Honda’s highly-loved CR-V gets everything new to keep up with time, but it remains to be seen whether it could do as well as its previous versions
Photos by Azfar Hashim
The first generation Honda CR-V arrived on our shore about twenty years ago, and it was received very, very, very well by local drivers. After all, this was at a time when interest for the SUV genre was slowly picking up; back then, most SUVs came with big, thirsty engines so when a 2.0-litre model like the CR-V was introduced, it’s only natural to expect the car to sell like, well, hot cakes.
It was the same for every generation after that, peaking when the third-gen was introduced.
But after that however, the segment was full to the brim, filled with models from the other Japanese competitors and even the Europeans. Which meant this latest generation CR-V has a lot at task.
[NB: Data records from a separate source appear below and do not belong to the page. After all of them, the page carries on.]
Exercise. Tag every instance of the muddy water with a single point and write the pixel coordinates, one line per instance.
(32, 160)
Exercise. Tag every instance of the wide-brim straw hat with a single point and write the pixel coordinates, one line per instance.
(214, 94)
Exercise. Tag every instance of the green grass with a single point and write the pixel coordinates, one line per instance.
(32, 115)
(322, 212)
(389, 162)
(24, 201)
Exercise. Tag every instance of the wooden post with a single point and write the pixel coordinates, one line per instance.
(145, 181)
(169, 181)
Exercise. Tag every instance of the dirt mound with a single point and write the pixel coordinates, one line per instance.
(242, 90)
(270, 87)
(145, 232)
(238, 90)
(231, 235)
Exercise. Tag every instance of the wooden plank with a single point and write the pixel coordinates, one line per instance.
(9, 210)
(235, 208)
Lets start with the drivetrain. This front-wheel drive version gets power courtesy of Honda’s 4-cylinder turbocharged 1.5-litre DOHC VTEC powerplant; paired to a CVT, this 1.6-tonne SUV whips out 190 bhp and 243 Nm of torque. And for the curious, it takes 9.4 seconds to reach 100 km/h from standstill.
Although you’re expecting the CR-V to be quick off the mark (because it’s turbocharged, what else?), in actual fact, there’s that noticeable lag initially followed by the fact that it’s bogged down by its own weight that prevented it from feeling sprightly. You only get the action from the 2,500 rpm mark onwards.
That said, the CR-V works fine for normal traffic. On the highway, it seems to enjoy staying on the fastest lane at three-figure speeds, accompanied by good steering feel and stability to satisfy you. Honda deserves a big round of applause for providing sufficient sound dampening for the cabin — engine and CVT drone are kept at the barest minimal to keep things comfortable for all occupants.
Inside, the CR-V should impress buyers who just want a reliable, fuss-free family SUV. You get seat for six passengers — the last row best reserved for young children, up to tweens — and with its own air-con blowers for all those at the rear, you can expect nothing else but comfort. In this aspect, Honda has gotten their priority right for this car.
Complimenting this is a large sunroof, and for the driver, the highly useful LaneWatch blindspot monitor. What this does is whenever the left indicator is activated, a camera — mounted on the left wing mirror — will give you a clear view of your blindspot, eliminating potential collisions.
As a whole, the Honda CR-V should be an attractive proposition for buyers looking for a reliable Japanese family SUV.
But with an asking price of $155k (with COE), the other available options within a similar price bracket just made it go down further in an average buyer’s list.